ICADV also joined in broad-based opposition to HB 1319, which would have created an additional installment loan product for payday lenders, authorizing loans up to $1,500, 12 months, and 222% APR. This legislation died in the Senate. Additionally, ICADV raised concerns with bill authors about several bills affecting protective orders: SB 127 and SB 291, after which authors did not move the bills for hearing.
Also of interest to ICADV members was the enactment of SEA 419, allowing those with a DACA designation to again obtain Indiana licenses; SEA 142, creating a maternal mortality review committee under the State Department of Health; and HEA 1317, containing language finally dissolving Indiana’s total ban on award of SNAP benefits to drug felons.

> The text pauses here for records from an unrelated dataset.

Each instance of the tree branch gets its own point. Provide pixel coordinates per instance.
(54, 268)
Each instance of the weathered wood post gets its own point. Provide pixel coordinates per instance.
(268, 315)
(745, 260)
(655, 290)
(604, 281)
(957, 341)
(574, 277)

Although no new gun legislation passed during the regular session, it is likely that there will be a push by gun advocates to include language in a school safety bill during special session. The school safety bill, HB 1230, was one of the casualties of time running on on session’s last day. It had appeared that two gun bills were going to pass: HB 1424, dispensing with fees for lifetime licenses and lengthening 4-year licenses, and SB 33, allowing possession of a firearm in a house of worship on school property, unless prohibited by the house of worship. After the school shooting in Parkland, FL, the latter bill was not moved through second-reading in the House, and HB 1424 stalled in Senate Appropriations. At the end of session, an active attempt was launched to strip out HB 1214 and include the language of both bills, but consensus could not be achieved.
Unfortunately, attempts to pass legislation to enhance sentences for bias motivated crimes again failed.